CVE-2026-41847

Vulnerability

Spring Framework applications using WebFlux and the Kotlin Router DSL are vulnerable to a security bypass if they employ a filter that modifies or replaces the ServerRequest (e.g., using ServerRequestWrapper) before passing it to the next handler function. This issue affects Spring Framework versions 5.3.0 through 5.3.48 [1].

Exploitation

An attacker can exploit this vulnerability if the affected application meets all the conditions: uses Spring WebFlux, uses the Kotlin Router DSL, and uses a filter that modifies ServerRequest. The attacker does not need specific privileges or user interaction, as the security bypass occurs when the modified ServerRequest is silently discarded by the downstream handler, which receives the original, unmodified request instead [1].

Impact

When exploited, this vulnerability causes security-related modifications applied to the ServerRequest by a filter to have no effect.

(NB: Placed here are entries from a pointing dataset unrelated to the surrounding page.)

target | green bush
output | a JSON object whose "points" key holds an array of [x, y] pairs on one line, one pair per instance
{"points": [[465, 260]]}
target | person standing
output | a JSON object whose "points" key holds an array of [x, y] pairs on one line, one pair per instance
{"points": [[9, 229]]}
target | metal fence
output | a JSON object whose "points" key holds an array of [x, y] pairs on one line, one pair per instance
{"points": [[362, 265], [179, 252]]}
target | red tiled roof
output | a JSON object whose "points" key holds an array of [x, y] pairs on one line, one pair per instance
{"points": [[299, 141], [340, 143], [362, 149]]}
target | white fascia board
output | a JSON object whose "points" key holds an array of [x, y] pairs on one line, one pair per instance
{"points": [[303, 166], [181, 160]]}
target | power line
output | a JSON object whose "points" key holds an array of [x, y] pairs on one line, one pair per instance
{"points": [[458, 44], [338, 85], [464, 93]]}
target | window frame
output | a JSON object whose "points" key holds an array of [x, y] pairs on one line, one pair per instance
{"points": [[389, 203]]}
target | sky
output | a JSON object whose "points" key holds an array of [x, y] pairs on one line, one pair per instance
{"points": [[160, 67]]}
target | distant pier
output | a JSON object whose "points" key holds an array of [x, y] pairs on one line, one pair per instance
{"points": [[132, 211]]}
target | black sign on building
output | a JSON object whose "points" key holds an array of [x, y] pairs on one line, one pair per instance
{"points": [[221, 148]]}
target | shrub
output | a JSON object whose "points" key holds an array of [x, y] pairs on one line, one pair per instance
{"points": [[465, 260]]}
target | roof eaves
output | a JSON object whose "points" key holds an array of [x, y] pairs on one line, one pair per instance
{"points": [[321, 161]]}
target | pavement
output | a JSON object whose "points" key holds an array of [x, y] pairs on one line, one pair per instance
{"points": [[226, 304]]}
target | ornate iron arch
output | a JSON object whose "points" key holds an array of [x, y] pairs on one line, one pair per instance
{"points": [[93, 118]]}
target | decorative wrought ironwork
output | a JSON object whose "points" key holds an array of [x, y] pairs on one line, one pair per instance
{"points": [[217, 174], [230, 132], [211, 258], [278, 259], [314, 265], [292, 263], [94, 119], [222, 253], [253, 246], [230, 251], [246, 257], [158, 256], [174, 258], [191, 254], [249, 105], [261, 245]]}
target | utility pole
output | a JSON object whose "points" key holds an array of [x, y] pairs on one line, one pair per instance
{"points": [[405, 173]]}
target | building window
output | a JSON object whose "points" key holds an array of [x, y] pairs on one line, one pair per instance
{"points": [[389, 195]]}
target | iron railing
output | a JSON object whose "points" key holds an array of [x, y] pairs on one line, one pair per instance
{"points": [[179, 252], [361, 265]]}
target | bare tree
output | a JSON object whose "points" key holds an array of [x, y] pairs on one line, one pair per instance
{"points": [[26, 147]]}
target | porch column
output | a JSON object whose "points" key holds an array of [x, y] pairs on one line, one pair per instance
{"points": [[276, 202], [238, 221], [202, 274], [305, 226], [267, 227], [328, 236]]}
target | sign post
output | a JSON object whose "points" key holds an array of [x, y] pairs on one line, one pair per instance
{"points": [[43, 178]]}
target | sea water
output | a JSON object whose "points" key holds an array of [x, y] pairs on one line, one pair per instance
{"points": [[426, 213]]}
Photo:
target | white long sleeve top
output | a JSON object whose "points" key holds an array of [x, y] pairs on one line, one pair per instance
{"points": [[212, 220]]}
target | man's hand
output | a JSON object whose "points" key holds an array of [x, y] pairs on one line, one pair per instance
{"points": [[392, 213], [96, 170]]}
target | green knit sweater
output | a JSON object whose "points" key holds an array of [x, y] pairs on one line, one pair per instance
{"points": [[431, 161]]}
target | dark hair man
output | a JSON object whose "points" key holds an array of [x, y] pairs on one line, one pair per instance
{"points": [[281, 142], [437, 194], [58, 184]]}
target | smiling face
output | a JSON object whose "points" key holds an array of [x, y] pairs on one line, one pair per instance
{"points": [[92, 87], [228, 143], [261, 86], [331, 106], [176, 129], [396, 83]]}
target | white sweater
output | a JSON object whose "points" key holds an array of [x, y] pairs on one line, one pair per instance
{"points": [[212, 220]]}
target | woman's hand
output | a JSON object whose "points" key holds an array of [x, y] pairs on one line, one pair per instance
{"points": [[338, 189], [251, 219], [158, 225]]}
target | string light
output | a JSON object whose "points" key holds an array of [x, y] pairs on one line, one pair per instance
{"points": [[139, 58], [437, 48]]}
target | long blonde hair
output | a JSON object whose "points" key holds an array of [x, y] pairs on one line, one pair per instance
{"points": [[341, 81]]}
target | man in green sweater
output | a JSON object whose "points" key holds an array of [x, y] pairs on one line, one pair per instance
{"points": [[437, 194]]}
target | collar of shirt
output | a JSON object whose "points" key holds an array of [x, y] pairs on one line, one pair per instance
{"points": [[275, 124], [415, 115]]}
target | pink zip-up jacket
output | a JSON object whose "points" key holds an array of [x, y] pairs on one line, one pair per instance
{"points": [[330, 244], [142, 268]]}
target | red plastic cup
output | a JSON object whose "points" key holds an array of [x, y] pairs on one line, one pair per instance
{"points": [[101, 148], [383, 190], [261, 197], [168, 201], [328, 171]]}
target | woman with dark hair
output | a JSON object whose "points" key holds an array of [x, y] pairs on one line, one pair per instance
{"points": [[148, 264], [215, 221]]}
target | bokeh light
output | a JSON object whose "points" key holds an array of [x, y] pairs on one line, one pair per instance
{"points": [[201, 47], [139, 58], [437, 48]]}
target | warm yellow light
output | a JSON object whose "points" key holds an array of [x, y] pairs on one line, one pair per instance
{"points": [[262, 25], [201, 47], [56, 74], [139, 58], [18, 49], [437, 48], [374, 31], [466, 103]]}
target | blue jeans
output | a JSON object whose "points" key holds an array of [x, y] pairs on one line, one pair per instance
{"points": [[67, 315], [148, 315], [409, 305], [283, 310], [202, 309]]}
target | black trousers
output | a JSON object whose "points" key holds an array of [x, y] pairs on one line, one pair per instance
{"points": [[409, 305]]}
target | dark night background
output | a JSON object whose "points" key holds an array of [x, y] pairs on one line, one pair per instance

The downstream handler receives the original request, effectively bypassing intended security controls. This could lead to unauthorized access or actions that the security filter was designed to prevent [1].

Mitigation

Users of affected versions should upgrade to Spring Framework version 5.3.49, which addresses this vulnerability. This fix was made available commercially on June 8, 2026. No further mitigation steps are necessary beyond upgrading [1].